AnonyMouse
AnonyMouse

Reputation: 18630

MVC components rendered as html components with the same id

say I have:

@Html.RadioButtonFor(modelItem => item.CheckerApproved, true)
@Html.LabelFor(modelItem => item.CheckerApproved, "Accepted")
@Html.RadioButtonFor(modelItem => item.CheckerApproved, false)
@Html.LabelFor(modelItem => item.CheckerApproved, "Rejected")

When I look at the page source I have something like:

<input id="item_CheckerApproved" name="item.CheckerApproved" type="radio" value="True" />
<label for="item_CheckerApproved">Approved</label>
<input checked="checked" id="item_CheckerApproved" name="item.CheckerApproved" title="" type="radio" value="False" />
<label for="item_CheckerApproved">Rejected</label>

The labels both associated to the first input.

It seems the inputs have the same id. Is this bad?

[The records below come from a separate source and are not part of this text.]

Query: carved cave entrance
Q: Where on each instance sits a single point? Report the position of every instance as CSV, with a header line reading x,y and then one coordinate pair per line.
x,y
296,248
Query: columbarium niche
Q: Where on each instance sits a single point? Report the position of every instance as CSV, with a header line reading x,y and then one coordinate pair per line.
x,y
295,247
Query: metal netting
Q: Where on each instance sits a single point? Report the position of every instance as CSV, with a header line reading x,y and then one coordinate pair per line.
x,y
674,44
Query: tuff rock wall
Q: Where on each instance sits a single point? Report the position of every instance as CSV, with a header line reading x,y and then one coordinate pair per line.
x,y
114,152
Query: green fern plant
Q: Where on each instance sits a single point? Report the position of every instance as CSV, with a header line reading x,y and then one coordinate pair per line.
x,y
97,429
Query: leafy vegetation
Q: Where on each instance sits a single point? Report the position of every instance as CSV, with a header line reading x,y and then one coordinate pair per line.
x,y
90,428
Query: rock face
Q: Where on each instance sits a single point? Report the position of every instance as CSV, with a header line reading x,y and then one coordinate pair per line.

How to get around it?

Upvotes: 1

Views: 213

Answers (2)

David Spence
David Spence

Reputation: 8079

You can get around this limitation by specifying an id for each of your radio buttons as shown below and then simply using Html.Label and specifying the id of your radio button for them to be linked.

<%= Html.RadioButtonFor(model => model.CheckerApproved, true, new { id = "Approved" })%>
<%: Html.Label("Approved")%>

<%= Html.RadioButtonFor(model => model.CheckerApproved, false, new { id = "Rejected" })%>
<%: Html.Label("Rejected")%>

Upvotes: 1

RPM1984
RPM1984

Reputation: 73112

The for attribute will get set to whatever you supply in the predicate for LabelFor.

Shouldn't this be a checkbox instead of two radiobuttons?

E.g:

@Html.CheckBoxFor(model => model.CheckerApproved)
@Html.LabelFor(model => model.CheckerApproved)

And yes - it's bad to have duplicate id's. It's not XHTML compliant, for one.

Especially if you start doing client-side scripting, your selectors will have issues:

$('#item_CheckerApproved'); // which checkbox will this retrieve?